The Trade-off between Performance, Efficiency, and Fairness in Adapter Modules for Text Classification
Minh Duc Bui, Katharina von der Wense
TL;DR
This paper tackles the multi-dimensional evaluation of adapter modules for text classification, addressing performance, efficiency, and fairness. It empirically compares full fine-tuning against adapters (Adapters and LoRA) across three datasets (Jigsaw, HateXplain, BIOS) and four base LMs, finding that adapters largely match full finetuning in accuracy while substantially reducing training time. However, fairness effects are mixed and highly dependent on the baseline model's bias, with potential for bias amplification in high-bias scenarios. The work advocates case-by-case fairness assessment and highlights limitations such as scope to text classification and model selection, emphasizing practical implications for deploying adapter-based methods in trustworthy NLP.
Abstract
Current natural language processing (NLP) research tends to focus on only one or, less frequently, two dimensions - e.g., performance, privacy, fairness, or efficiency - at a time, which may lead to suboptimal conclusions and often overlooking the broader goal of achieving trustworthy NLP. Work on adapter modules (Houlsby et al., 2019; Hu et al., 2021) focuses on improving performance and efficiency, with no investigation of unintended consequences on other aspects such as fairness.

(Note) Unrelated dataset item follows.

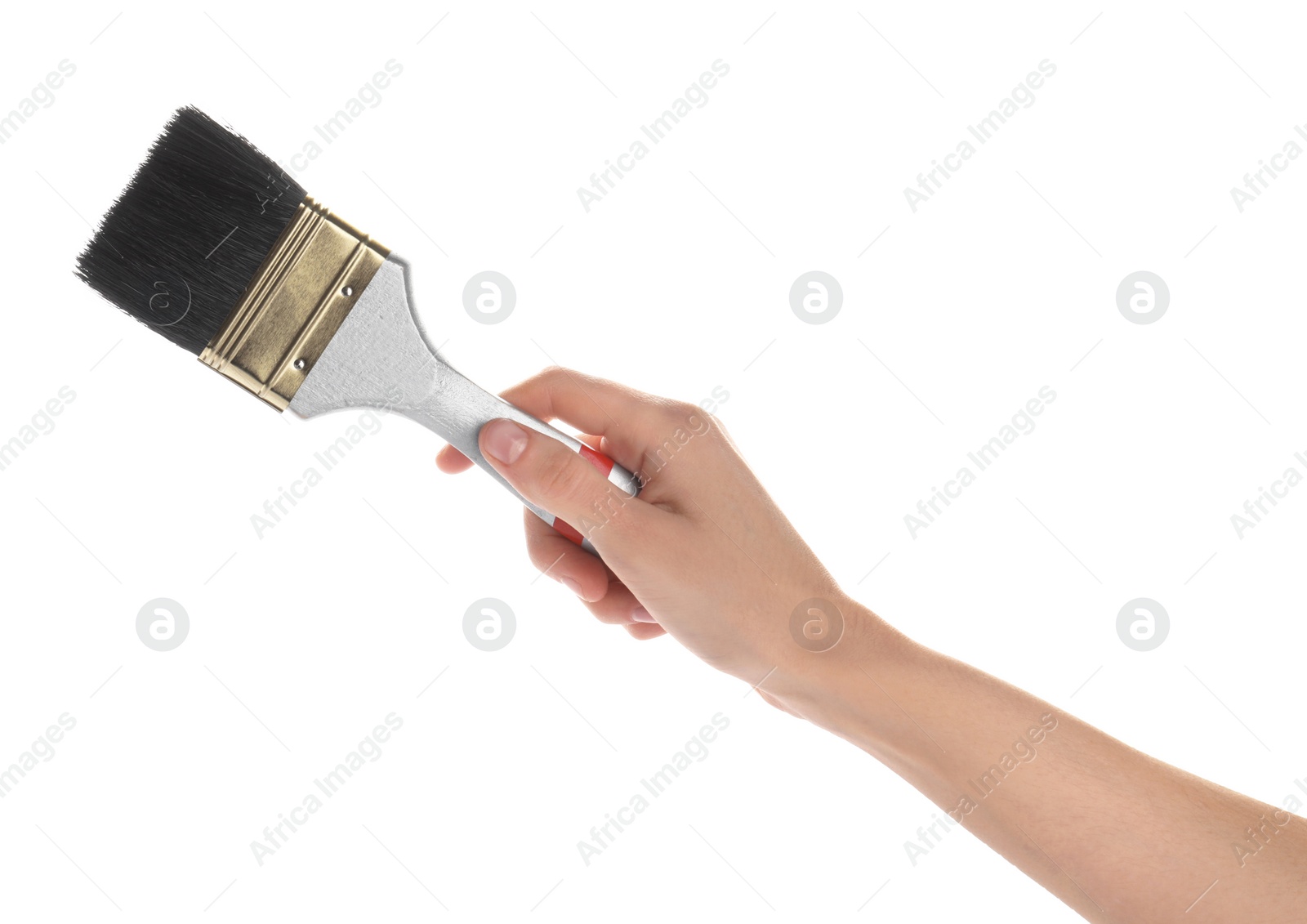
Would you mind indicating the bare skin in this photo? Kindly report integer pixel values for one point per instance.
(705, 556)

To address this gap, we conduct experiments on three text classification datasets by either (1) finetuning all parameters or (2) using adapter modules. Regarding performance and efficiency, we confirm prior findings that the accuracy of adapter-enhanced models is roughly on par with that of fully finetuned models, while training time is substantially reduced. Regarding fairness, we show that adapter modules result in mixed fairness across sensitive groups. Further investigation reveals that, when the standard fine-tuned model exhibits limited biases, adapter modules typically do not introduce extra bias. On the other hand, when the finetuned model exhibits increased bias, the impact of adapter modules on bias becomes more unpredictable, introducing the risk of significantly magnifying these biases for certain groups. Our findings highlight the need for a case-by-case evaluation rather than a one-size-fits-all judgment.